Thanks. I long ago tried all the above suggestions. None of these gets at the problem.
My original post description of the problem included a truncated sample of the type of email hyperlink that fails to open, but I guess links not allowed in this message board, so it was removed.
Instead, I'll try to describe more exactly what is not working.
Like everyone these days, I have subscribed to several services which are based on a website with numerous articles/pages, but which send auto-generated emails with article summaries and embedded hyperlinks.
These links typically have the original domain-name URL prefixed with something like "email-st." and appended with "/click/" followed by a several hundred character long string of random-like characters, which are undoubtedly hashed data that the website uses to track which subscriber clicks on which link.
These subscription email links from most websites work reliably on my Mac, but one or two consistently do not. In cases where these links do not work, I always get the Safari error "Safari cannot connect to the server", followed by the full link, including prefix and long tag. This is regardless of what network I am on, home or elsewhere, and regardless of what DNS provider is being used. Also, when this error occurs I can always manually remove the "email-st." prefix and the long tag, and reach the main index page of the site, then find my way to the intended page.

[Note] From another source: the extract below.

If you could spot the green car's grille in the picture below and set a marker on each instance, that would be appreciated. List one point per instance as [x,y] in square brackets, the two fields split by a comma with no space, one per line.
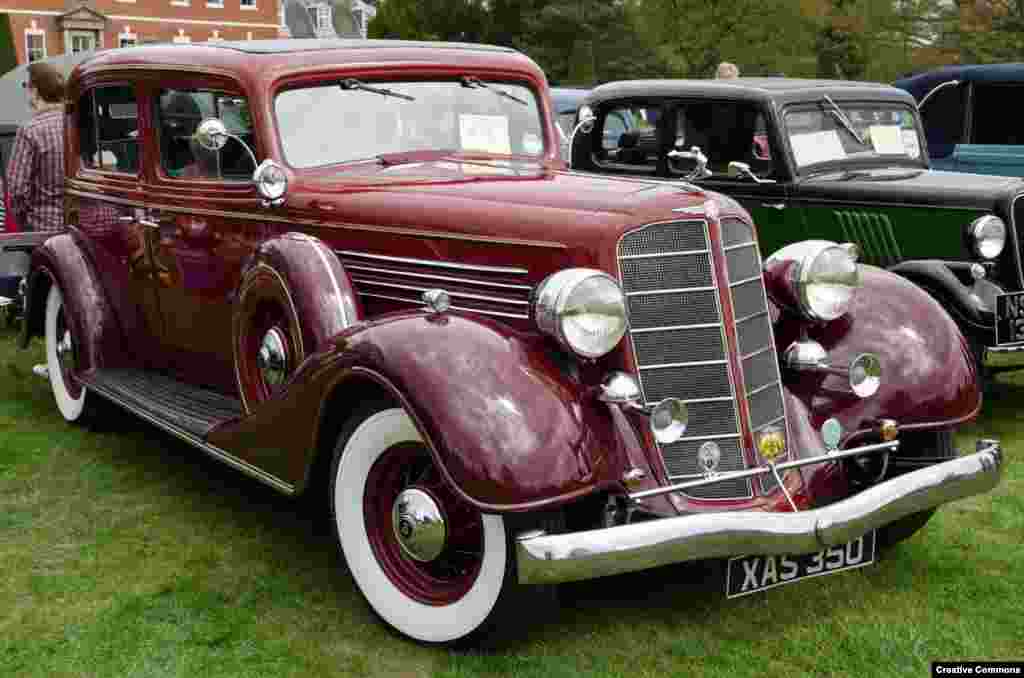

Note that the 1-2 services that consistently give me this problem are not obscure, sloppily coded websites, they are large major websites, using, presumably, well-established third-party email subscription service providers. In terminal, if I run a "dig" or "host" command with the problematic email link URL, I can see that it is a proxy for redirect to the 3rd party tracking service provider's server.
Clearly, the problem is that Safari is somehow blocking the redirected link, but I can't figure out why. I have tried every permutation of every Safari setting and every browser extension.
Grateful if anyone can offer a clue on where to look to find the cause/solution to this.